Abbiamo poi visto una sostanziale revisione al rialzo dei numeri per il mese di agosto e quello di settembre. Il tasso di disoccupazione è sceso al 4,9%, ma a farla da padrone sui titoli delle notizie è stato l’
aumento dello 0,4% dei salari mensili, che ha portato l’incremento su base annuale al 2,8%.
Questo dato rappresenta il
ritmo più elevato da giugno 2009 ed è un chiaro segnale che il miglioramento del mercato del lavoro sta iniziando a spingere al rialzo i salari. Data la debolezza della produttività nell'economia, il costo unitario del lavoro aumenterà a un tasso in linea con il target di inflazione della Federal Reserve (2%).

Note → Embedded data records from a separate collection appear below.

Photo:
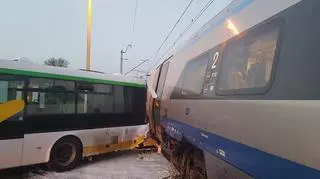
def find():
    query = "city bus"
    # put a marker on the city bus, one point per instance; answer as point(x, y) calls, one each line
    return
point(59, 116)
point(240, 99)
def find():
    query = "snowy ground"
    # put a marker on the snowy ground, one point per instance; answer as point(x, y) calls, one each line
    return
point(119, 165)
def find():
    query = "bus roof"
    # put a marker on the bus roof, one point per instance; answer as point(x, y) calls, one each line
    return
point(37, 70)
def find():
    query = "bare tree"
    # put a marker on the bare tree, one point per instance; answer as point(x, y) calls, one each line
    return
point(58, 62)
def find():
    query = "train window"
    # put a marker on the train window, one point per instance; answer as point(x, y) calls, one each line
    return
point(194, 76)
point(162, 78)
point(247, 62)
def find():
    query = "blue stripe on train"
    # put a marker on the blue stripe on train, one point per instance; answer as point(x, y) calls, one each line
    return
point(255, 162)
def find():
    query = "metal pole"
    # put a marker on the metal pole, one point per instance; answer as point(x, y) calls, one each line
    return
point(121, 61)
point(121, 57)
point(88, 62)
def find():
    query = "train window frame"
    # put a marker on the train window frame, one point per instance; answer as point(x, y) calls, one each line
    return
point(259, 29)
point(204, 57)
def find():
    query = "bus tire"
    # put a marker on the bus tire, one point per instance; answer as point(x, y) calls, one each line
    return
point(65, 154)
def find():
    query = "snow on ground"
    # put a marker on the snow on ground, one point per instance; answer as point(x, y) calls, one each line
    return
point(119, 165)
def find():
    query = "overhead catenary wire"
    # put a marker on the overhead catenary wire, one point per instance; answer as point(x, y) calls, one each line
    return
point(195, 19)
point(172, 29)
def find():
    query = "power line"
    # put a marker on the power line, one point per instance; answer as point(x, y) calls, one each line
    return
point(172, 29)
point(142, 62)
point(195, 19)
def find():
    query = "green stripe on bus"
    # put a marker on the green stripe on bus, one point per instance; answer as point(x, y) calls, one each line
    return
point(66, 77)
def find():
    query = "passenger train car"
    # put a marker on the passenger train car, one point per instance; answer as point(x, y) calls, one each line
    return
point(59, 116)
point(241, 98)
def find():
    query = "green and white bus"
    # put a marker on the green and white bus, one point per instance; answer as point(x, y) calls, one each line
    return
point(58, 115)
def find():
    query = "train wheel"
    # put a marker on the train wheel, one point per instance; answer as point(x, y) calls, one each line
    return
point(65, 154)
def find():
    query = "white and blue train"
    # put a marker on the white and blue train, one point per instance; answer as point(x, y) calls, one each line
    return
point(241, 98)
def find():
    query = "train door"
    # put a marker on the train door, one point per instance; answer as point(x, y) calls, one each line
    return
point(159, 90)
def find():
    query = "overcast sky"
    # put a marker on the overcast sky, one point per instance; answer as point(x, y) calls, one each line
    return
point(39, 29)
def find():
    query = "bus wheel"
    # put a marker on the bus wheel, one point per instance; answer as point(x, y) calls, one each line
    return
point(65, 154)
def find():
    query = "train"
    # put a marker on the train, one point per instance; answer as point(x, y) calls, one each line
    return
point(240, 99)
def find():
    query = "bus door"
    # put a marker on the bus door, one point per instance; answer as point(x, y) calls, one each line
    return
point(159, 90)
point(11, 121)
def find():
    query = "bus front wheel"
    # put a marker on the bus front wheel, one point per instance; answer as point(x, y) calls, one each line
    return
point(65, 154)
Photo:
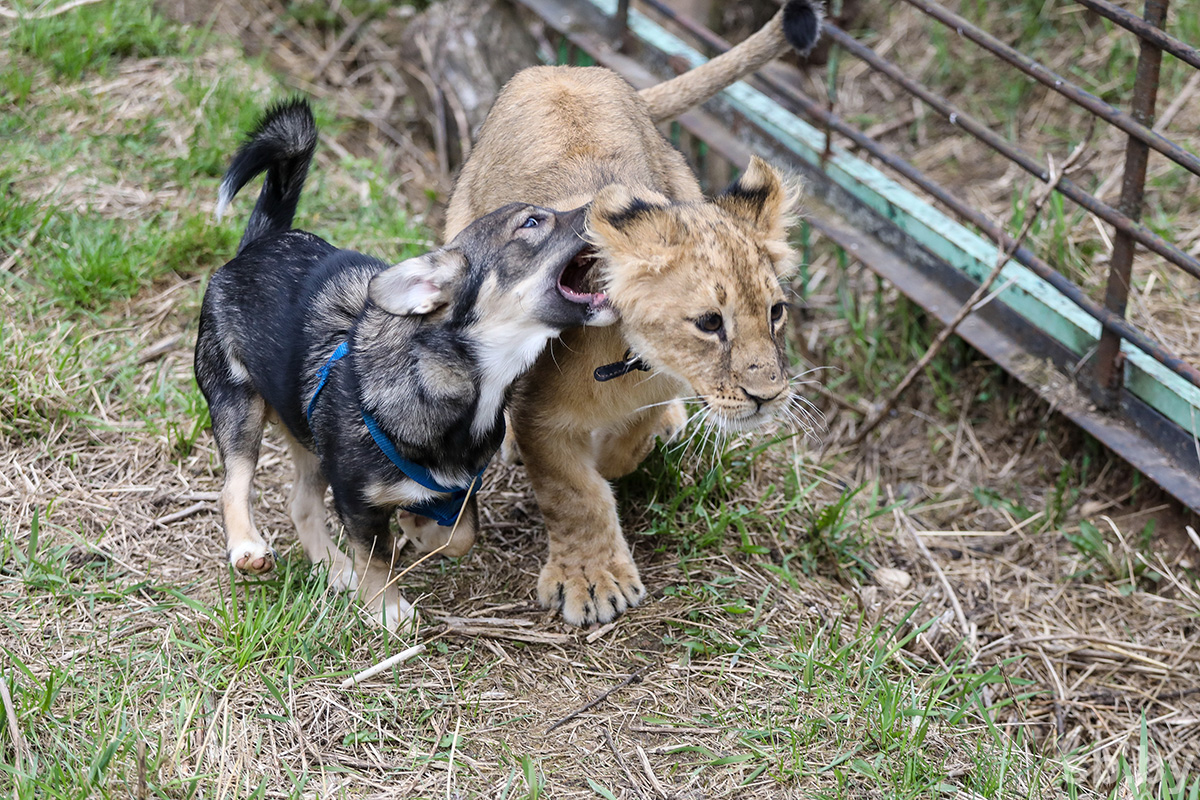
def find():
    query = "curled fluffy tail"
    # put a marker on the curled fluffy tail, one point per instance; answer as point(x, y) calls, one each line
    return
point(282, 146)
point(796, 25)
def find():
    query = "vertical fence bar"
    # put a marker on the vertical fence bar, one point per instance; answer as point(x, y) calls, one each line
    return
point(621, 24)
point(1109, 361)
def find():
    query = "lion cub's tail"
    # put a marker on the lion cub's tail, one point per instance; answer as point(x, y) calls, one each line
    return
point(797, 25)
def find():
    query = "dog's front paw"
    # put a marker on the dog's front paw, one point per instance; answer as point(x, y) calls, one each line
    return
point(252, 558)
point(429, 536)
point(587, 593)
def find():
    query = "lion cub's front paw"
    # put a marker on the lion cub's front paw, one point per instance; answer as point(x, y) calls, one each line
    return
point(592, 591)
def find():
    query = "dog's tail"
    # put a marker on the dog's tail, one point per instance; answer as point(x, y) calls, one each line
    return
point(796, 25)
point(282, 146)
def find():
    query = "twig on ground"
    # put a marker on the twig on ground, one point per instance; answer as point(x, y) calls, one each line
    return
point(967, 629)
point(454, 743)
point(881, 409)
point(633, 679)
point(387, 663)
point(196, 507)
point(533, 637)
point(15, 735)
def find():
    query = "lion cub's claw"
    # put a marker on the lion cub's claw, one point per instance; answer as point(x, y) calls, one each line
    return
point(588, 594)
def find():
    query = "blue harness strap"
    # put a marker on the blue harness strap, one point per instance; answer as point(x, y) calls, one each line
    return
point(444, 511)
point(323, 376)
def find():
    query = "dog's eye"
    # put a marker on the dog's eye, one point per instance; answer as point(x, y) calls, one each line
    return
point(711, 323)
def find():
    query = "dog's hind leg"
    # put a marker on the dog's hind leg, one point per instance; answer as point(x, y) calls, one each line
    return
point(239, 415)
point(309, 515)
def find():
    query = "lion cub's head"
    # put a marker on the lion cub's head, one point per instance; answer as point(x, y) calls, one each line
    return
point(697, 288)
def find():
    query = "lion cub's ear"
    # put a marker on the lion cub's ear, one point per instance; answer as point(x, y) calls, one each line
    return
point(418, 286)
point(629, 224)
point(767, 202)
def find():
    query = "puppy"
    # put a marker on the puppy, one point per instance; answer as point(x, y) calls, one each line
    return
point(389, 382)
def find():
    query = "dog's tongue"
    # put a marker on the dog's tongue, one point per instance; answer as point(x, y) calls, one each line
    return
point(576, 278)
point(592, 299)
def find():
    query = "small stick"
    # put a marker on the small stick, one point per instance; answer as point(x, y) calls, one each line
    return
point(437, 549)
point(633, 679)
point(196, 507)
point(454, 744)
point(387, 663)
point(967, 631)
point(881, 410)
point(143, 787)
point(10, 711)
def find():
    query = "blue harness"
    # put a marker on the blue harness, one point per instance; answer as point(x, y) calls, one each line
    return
point(444, 511)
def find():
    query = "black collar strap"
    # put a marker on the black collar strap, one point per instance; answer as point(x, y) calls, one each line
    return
point(628, 364)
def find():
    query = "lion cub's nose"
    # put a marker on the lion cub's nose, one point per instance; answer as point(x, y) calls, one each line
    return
point(760, 400)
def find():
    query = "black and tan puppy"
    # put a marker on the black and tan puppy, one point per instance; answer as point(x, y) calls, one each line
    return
point(389, 382)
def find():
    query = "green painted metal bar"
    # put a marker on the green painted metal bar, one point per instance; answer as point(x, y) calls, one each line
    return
point(1024, 292)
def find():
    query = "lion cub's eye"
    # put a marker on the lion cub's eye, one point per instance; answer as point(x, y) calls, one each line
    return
point(711, 323)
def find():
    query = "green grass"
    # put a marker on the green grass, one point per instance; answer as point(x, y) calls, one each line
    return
point(94, 37)
point(156, 671)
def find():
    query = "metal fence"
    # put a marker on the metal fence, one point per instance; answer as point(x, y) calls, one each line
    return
point(1085, 356)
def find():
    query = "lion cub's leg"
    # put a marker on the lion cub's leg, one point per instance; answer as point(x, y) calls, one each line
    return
point(619, 452)
point(589, 576)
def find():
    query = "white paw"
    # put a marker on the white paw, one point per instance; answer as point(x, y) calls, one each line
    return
point(427, 535)
point(252, 558)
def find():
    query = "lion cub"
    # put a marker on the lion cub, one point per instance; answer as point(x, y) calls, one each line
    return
point(696, 283)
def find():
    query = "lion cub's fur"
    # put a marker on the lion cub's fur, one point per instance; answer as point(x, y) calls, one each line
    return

Alla luce degli altri dati (
PIL,
indice PMI, vendite di automobili), che indicano una crescita stabile, e del fatto che molti membri della Fed sono già favorevoli a un aumento dei tassi, "è difficile trovare motivi per i quali la Banca centrale potrebbe evitare una stretta della politica monetaria il 14 dicembre".
Ovviamente, spiega
Keith Wade, Chief Economist & Strategist, Schroders, "c’è il tema delle
elezioni presidenziali".
Il gap tra i due candidati nei sondaggi è drammaticamente sceso e l’esito elettorale potrebbe far deragliare qualsiasi prospettiva di stretta monetaria. "Se Donald Trump dovesse vincere, senza dubbio assisteremmo a un picco di volatilità. Ma bisogna vedere cosa succederà martedì prossimo".